Notation is also a means of preservation, and the use of notation would presumably imply a desire for preservation. There is a strong desire in the south to know who composed what, and the composers themselves publish their compositions in notated form. In the Carnatic tradition, the composer, as distinguished from the performer is on the whole more significant (though the two may be the same also). In the North, there does not seem to be this desire to remember who composed songs. The sense of ownership of drum compositions seems to be stronger there than that of songs, and memory rather than notation is counted on as a means of preserving the compositions. This is probably another reason why far less music is notated in North than in South Indian classical music.
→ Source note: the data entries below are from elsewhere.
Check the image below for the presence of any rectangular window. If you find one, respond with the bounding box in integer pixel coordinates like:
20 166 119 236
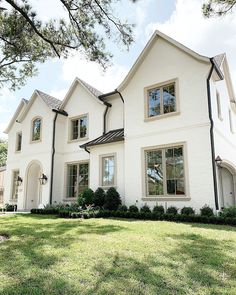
145 146 185 196
67 163 89 198
147 83 176 117
101 156 115 186
70 116 88 140
16 132 22 152
11 170 20 200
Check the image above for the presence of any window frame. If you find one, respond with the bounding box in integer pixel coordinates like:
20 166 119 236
63 160 90 201
30 116 43 143
99 153 117 189
144 78 180 122
142 142 191 201
68 113 89 143
15 131 22 153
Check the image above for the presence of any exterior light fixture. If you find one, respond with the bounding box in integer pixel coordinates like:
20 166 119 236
215 156 222 167
39 173 48 185
16 175 23 186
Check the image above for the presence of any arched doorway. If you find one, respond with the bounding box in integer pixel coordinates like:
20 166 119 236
25 161 42 210
220 163 236 208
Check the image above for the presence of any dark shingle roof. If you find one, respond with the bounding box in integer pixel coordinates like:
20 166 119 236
78 78 103 97
80 128 124 148
36 90 61 109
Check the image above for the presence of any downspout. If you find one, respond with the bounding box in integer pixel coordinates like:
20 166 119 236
207 58 219 210
49 109 68 205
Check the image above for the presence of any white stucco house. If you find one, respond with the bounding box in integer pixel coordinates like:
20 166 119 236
5 31 236 210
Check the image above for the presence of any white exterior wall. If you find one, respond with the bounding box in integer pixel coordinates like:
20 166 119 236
122 38 215 209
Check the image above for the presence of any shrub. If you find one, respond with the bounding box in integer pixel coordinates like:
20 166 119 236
129 205 139 213
140 205 151 213
152 205 165 214
221 206 236 218
200 205 214 217
181 207 195 215
104 187 121 210
77 188 94 207
118 205 128 212
93 187 105 207
166 206 178 215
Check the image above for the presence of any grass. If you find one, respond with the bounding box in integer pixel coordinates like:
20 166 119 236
0 215 236 295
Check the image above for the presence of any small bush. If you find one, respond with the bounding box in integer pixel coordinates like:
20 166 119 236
221 206 236 218
166 206 178 215
200 205 214 217
118 205 128 212
152 205 165 214
104 187 121 210
181 207 195 215
129 205 139 213
140 205 151 213
94 187 105 207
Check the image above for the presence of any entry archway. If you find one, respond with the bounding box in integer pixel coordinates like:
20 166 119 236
25 161 42 210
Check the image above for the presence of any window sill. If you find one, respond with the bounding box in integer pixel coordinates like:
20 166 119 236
142 196 191 202
144 112 180 122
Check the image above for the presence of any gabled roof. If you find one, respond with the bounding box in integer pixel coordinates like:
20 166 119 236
35 89 61 109
60 77 102 110
80 128 124 148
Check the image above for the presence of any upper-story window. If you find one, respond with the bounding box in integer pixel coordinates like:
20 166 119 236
69 115 88 141
16 132 22 152
146 81 177 118
31 118 42 141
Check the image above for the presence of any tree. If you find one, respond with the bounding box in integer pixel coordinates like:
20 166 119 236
202 0 236 17
0 0 137 90
0 139 7 167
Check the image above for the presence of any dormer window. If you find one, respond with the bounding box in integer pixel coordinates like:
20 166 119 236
145 81 177 118
31 118 42 141
69 115 88 141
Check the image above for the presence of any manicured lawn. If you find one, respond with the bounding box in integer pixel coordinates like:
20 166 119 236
0 215 236 295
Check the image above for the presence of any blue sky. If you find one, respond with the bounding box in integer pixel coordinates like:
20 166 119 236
0 0 236 138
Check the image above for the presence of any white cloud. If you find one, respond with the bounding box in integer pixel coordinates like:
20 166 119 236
145 0 236 84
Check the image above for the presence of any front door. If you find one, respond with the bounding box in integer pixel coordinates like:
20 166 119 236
221 168 235 207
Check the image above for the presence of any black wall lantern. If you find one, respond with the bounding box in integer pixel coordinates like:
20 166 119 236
16 175 23 186
39 173 48 184
215 156 222 167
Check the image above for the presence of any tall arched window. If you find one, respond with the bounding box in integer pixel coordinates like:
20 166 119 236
32 118 42 141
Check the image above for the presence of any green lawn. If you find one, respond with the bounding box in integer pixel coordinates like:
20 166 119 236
0 215 236 295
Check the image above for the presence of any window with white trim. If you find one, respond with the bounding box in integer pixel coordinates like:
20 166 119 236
11 170 20 200
70 115 88 140
66 163 89 198
101 155 116 186
147 82 176 117
145 146 185 197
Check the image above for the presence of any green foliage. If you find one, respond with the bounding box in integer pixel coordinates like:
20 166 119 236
200 205 214 216
166 206 178 215
0 139 8 167
129 205 139 213
152 205 165 214
202 0 236 17
94 187 105 207
221 206 236 218
0 0 135 89
140 205 151 213
180 207 195 215
104 187 121 210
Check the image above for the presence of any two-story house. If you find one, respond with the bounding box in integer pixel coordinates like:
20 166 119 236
5 31 236 210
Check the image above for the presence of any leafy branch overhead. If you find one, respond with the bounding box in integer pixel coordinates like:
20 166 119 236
202 0 236 17
0 0 137 90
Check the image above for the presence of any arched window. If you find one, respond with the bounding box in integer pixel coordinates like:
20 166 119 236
32 118 42 141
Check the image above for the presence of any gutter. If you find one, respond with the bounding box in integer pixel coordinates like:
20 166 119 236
49 109 68 205
207 58 219 210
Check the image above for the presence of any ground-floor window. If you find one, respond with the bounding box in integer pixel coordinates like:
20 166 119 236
145 146 185 197
11 170 20 200
67 163 89 198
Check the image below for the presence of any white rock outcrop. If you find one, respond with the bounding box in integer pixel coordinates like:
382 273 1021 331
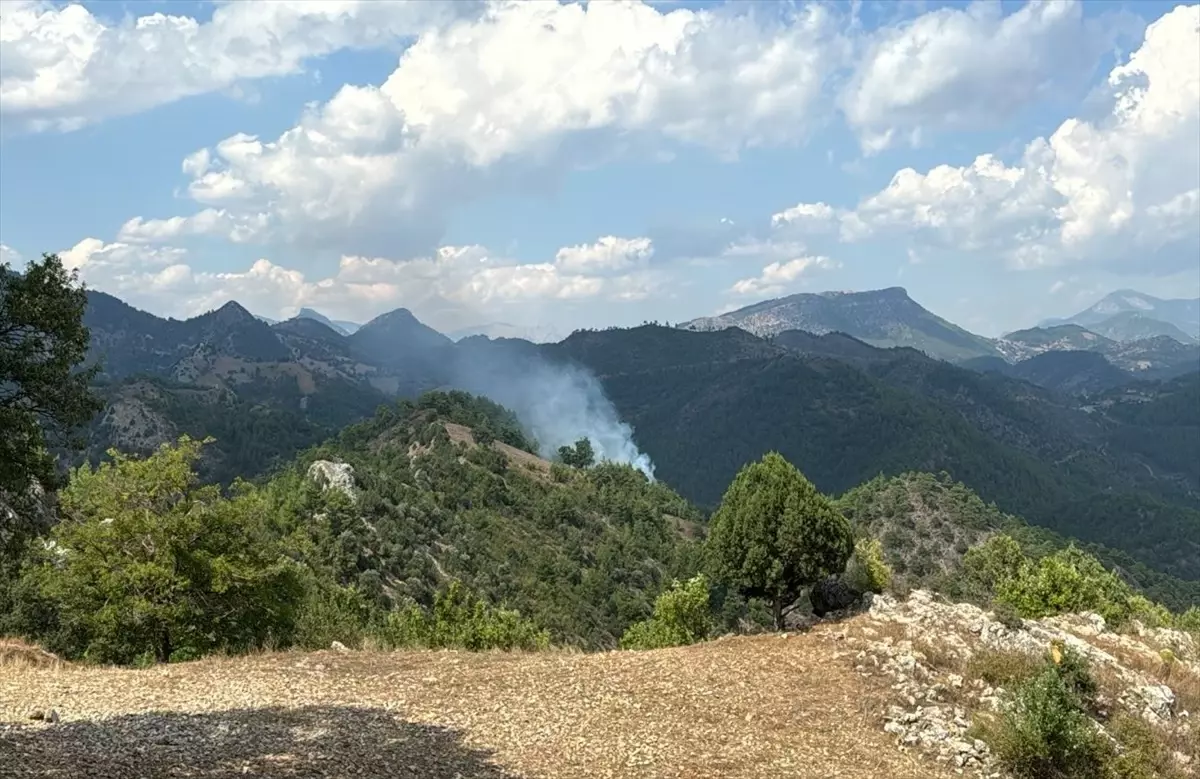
308 460 359 501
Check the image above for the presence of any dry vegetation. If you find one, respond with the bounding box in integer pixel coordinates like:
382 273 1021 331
0 628 952 779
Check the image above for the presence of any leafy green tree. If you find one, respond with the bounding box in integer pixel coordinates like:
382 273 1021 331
620 574 713 649
708 451 854 630
558 438 596 468
0 254 101 516
30 436 304 663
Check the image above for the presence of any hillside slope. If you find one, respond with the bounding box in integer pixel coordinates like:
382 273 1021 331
542 325 1200 579
679 287 997 360
0 634 954 779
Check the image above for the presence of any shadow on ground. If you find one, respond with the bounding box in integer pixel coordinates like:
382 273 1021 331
0 706 518 779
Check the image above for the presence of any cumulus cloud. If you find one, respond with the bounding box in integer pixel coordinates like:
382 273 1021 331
116 209 269 244
730 256 838 295
554 235 654 272
124 1 845 253
0 0 481 131
770 203 841 233
839 0 1128 154
841 5 1200 272
59 230 658 328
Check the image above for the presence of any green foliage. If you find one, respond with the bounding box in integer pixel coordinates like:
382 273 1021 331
996 546 1138 625
289 393 704 648
293 576 372 649
845 538 892 593
558 438 595 468
620 574 713 649
0 254 101 523
708 453 853 629
980 658 1115 779
372 580 550 652
1177 606 1200 634
29 437 301 663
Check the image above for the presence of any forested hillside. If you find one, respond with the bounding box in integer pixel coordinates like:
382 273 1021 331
547 326 1200 579
75 286 1200 590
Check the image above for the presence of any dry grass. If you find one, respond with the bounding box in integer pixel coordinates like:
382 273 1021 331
0 639 62 672
0 635 950 779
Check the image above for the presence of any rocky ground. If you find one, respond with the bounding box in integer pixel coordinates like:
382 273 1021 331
833 591 1200 778
0 627 953 779
0 591 1200 779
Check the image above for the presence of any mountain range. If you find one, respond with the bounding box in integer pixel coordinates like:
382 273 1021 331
77 289 1200 600
679 287 1200 393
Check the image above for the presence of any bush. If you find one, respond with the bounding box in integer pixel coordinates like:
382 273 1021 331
620 574 713 649
846 538 892 593
996 546 1148 625
294 580 370 649
26 436 304 664
982 665 1114 779
372 581 550 652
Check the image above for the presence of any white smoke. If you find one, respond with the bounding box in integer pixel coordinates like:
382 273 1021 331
457 345 654 481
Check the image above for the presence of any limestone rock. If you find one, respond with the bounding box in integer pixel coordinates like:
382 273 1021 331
308 460 358 501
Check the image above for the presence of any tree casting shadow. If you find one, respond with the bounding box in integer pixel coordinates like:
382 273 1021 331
0 706 520 779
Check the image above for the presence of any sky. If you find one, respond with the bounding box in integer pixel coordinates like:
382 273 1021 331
0 0 1200 340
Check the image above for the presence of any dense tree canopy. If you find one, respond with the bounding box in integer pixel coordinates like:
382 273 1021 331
21 437 301 663
0 254 100 513
708 453 853 628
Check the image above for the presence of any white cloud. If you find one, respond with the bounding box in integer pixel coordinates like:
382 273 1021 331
730 257 838 295
841 6 1200 271
136 1 845 253
59 230 660 329
0 0 480 131
839 0 1123 154
116 209 269 244
770 203 841 232
554 235 654 272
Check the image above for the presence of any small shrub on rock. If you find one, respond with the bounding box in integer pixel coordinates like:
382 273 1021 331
620 574 713 649
980 646 1117 779
846 538 892 593
372 581 550 652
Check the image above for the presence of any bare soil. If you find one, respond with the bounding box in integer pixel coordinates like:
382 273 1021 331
0 627 952 779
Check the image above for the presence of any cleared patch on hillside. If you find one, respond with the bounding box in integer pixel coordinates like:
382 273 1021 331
0 628 953 779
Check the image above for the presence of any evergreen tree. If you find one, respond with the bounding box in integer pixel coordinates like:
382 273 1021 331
0 254 101 518
708 451 854 629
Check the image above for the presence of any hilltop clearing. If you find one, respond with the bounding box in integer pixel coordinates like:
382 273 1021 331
0 591 1200 779
0 628 953 779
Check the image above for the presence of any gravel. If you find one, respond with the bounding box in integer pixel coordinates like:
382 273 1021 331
0 627 955 779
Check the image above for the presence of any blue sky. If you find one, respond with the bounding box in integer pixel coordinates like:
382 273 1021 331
0 0 1200 337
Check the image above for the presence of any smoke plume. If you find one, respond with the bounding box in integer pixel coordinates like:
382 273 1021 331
455 342 654 481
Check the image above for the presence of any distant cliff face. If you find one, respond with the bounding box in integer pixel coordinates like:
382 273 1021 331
680 287 998 361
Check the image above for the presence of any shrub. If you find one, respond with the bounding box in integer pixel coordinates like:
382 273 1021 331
620 574 713 649
26 436 304 663
996 546 1136 625
846 538 892 593
372 580 550 652
294 580 370 649
982 665 1114 779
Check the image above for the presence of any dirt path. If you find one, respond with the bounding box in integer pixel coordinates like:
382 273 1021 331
0 634 949 779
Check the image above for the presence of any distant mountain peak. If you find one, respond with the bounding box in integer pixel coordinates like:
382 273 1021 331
1043 289 1200 343
679 287 997 361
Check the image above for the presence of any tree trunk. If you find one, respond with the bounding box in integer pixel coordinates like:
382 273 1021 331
158 628 172 663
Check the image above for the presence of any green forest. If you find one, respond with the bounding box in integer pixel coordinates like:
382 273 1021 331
0 250 1200 665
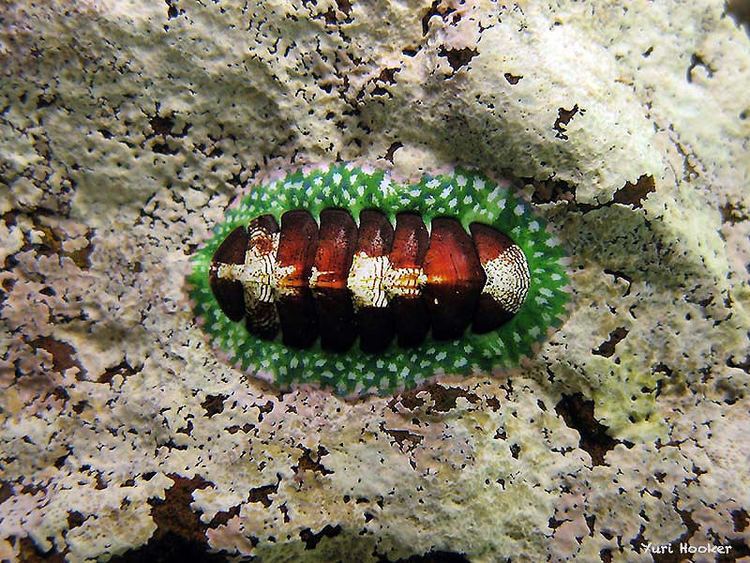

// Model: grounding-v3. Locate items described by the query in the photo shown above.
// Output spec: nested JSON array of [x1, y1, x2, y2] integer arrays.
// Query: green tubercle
[[189, 164, 569, 395]]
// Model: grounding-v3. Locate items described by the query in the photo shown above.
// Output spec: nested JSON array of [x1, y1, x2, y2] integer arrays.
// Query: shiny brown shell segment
[[210, 208, 529, 353]]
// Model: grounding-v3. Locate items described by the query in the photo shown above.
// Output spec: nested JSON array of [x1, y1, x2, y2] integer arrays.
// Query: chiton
[[189, 165, 568, 394]]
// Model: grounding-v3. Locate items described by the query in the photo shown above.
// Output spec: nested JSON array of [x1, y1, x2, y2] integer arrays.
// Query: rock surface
[[0, 0, 750, 561]]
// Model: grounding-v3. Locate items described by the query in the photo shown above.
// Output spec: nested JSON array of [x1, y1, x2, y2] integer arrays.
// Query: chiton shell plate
[[188, 164, 569, 395]]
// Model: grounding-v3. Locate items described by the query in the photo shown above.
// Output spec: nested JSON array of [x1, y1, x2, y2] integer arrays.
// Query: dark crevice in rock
[[201, 394, 229, 418], [380, 422, 424, 452], [719, 202, 750, 225], [299, 524, 341, 549], [731, 508, 750, 533], [31, 336, 83, 373], [422, 0, 456, 35], [591, 326, 628, 358], [247, 477, 281, 508], [376, 551, 469, 563], [552, 104, 584, 141], [687, 53, 714, 83], [438, 46, 478, 72], [208, 504, 242, 528], [383, 141, 404, 164], [97, 360, 143, 384], [425, 385, 481, 414], [604, 268, 633, 297], [523, 178, 576, 204], [555, 393, 619, 465], [110, 474, 219, 563], [292, 446, 333, 475], [503, 72, 523, 86], [612, 174, 656, 209]]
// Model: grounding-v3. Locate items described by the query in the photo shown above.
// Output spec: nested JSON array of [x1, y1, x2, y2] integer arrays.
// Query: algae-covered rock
[[0, 0, 750, 561]]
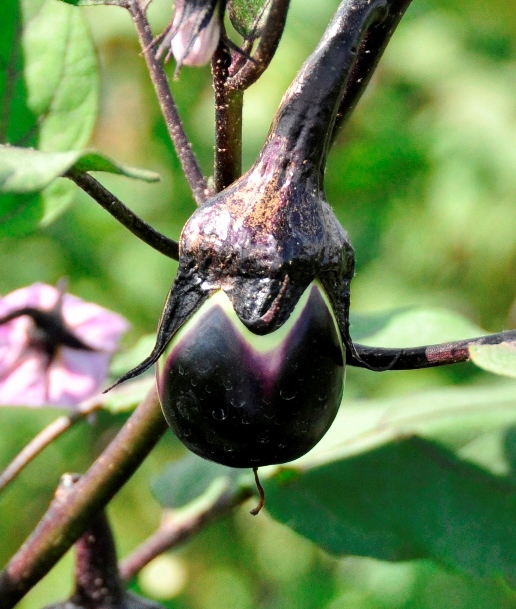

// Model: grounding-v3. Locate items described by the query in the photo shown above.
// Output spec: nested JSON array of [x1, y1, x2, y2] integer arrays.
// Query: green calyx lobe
[[158, 281, 345, 467]]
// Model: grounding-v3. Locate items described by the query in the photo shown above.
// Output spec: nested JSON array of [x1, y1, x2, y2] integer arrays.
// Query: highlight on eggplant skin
[[157, 280, 345, 468]]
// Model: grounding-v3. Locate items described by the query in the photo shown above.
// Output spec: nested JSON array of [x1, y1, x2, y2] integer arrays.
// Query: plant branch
[[347, 330, 516, 372], [227, 0, 290, 91], [118, 488, 253, 582], [126, 0, 209, 205], [0, 387, 167, 609], [0, 399, 100, 491], [65, 169, 179, 260], [332, 0, 411, 139], [211, 37, 244, 192]]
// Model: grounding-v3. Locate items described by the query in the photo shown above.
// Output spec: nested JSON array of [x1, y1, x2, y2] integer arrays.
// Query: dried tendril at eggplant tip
[[249, 467, 265, 516]]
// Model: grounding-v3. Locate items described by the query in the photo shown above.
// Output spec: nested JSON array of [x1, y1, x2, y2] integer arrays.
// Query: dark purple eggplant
[[114, 0, 416, 468]]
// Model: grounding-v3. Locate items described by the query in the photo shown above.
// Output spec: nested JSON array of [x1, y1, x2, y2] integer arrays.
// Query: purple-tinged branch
[[65, 170, 179, 260], [119, 488, 252, 582], [211, 37, 244, 192], [0, 399, 100, 491], [127, 0, 209, 205], [347, 330, 516, 371], [0, 387, 167, 609]]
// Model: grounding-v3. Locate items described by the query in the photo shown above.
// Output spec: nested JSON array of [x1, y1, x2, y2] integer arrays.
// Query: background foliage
[[0, 0, 516, 609]]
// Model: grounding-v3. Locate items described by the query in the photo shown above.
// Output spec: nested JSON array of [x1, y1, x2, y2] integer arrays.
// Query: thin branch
[[211, 37, 244, 192], [127, 0, 209, 205], [65, 170, 179, 260], [0, 399, 100, 491], [118, 489, 253, 582], [332, 0, 411, 140], [347, 330, 516, 371], [227, 0, 290, 91], [0, 387, 167, 609]]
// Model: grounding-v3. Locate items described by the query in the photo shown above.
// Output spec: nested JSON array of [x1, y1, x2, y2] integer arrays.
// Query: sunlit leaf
[[0, 145, 159, 194], [0, 0, 98, 235], [266, 438, 516, 578], [265, 383, 516, 579]]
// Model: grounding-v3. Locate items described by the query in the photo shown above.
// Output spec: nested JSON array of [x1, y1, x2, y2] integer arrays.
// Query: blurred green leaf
[[0, 145, 159, 192], [0, 0, 98, 236], [228, 0, 270, 38], [264, 383, 516, 579], [152, 454, 242, 509], [469, 343, 516, 378], [101, 376, 156, 414], [61, 0, 121, 6], [109, 333, 156, 378]]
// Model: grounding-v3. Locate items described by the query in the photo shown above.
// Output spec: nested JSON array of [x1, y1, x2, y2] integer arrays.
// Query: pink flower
[[156, 0, 223, 70], [170, 2, 221, 68], [0, 283, 129, 406]]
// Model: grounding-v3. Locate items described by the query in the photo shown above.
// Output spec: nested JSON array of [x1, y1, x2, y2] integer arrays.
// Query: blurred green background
[[0, 0, 516, 609]]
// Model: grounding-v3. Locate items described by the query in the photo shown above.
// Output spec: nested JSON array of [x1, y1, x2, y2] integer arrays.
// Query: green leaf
[[469, 342, 516, 378], [262, 382, 516, 580], [152, 454, 242, 509], [265, 438, 516, 579], [101, 376, 156, 414], [228, 0, 269, 39], [351, 309, 485, 347], [0, 0, 98, 236], [0, 145, 159, 192]]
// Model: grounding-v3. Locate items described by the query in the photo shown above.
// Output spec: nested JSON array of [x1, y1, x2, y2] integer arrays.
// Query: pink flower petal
[[0, 283, 129, 407]]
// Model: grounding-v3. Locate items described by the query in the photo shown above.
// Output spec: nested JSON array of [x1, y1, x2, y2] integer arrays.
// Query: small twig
[[0, 399, 100, 491], [250, 467, 265, 516], [347, 330, 516, 370], [227, 0, 290, 91], [0, 387, 167, 609], [127, 0, 209, 205], [211, 37, 244, 192], [118, 489, 252, 582], [65, 170, 179, 260]]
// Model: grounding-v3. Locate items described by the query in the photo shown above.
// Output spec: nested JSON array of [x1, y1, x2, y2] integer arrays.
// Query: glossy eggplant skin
[[158, 281, 345, 467]]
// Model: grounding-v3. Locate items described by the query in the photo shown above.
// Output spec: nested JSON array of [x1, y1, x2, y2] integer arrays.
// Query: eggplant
[[115, 0, 410, 469]]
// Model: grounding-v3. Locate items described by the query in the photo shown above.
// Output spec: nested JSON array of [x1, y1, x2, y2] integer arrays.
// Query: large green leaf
[[264, 382, 516, 581], [0, 0, 98, 235], [152, 454, 242, 509]]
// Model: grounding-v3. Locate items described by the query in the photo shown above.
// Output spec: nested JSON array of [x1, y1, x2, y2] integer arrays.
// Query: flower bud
[[170, 0, 221, 70]]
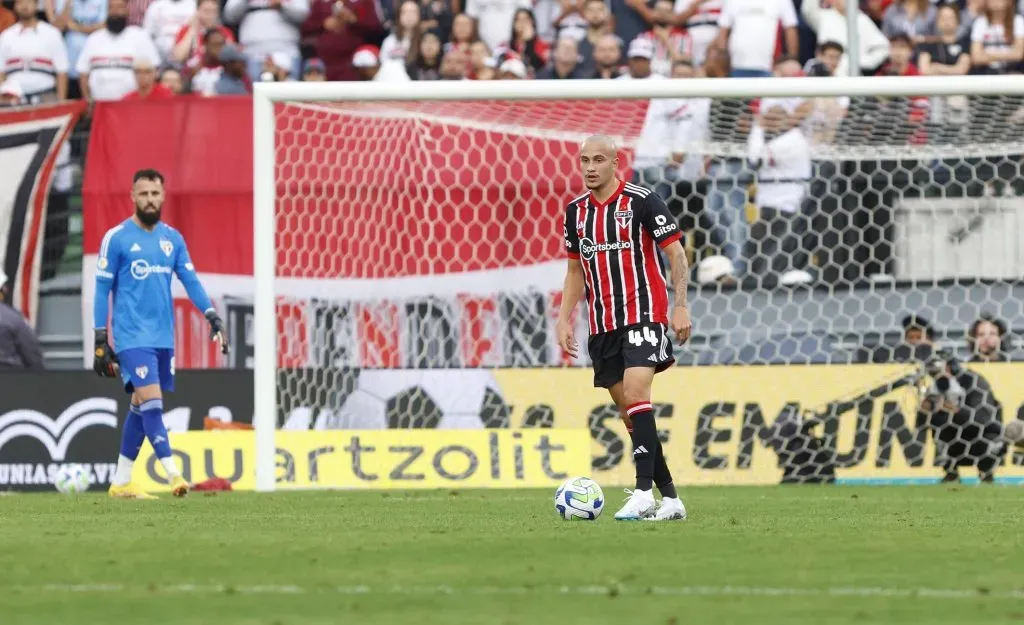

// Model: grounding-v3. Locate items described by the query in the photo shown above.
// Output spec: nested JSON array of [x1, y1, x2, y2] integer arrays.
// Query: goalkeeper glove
[[206, 309, 228, 353], [92, 328, 118, 378]]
The degree of exactness implied by the term 'notated' in Indian Classical music is quite different from what one would normally assume. One may find a melody notated and published in a collection in North India, but the notated form is unlikely to be the source from which a performer learned the melody. In fact, even if the performer has learnt from the notation, his performance of the same is bound to be quite different from the notated version. There is no particular desire to render songs as they had been originally composed or learned.
The notations of Carnatic Varna are more standardised. However, even in the case of Varna, the profuse ornamentation in performance style is an element supplied by the performer from his own knowledge rather than implied or written out in the notation. The Carnatic notations of Kriti are more like variants of a Western folk song. The performers publish their own variant of a song, and although two variants might be quite different, they are regarded as the same song.
It is for these and other reasons, melodies in notated form bear little resemblance to their realization in performance. The notation gives only a skeletal outline, paring the music to its melodic and rhythmic essentials.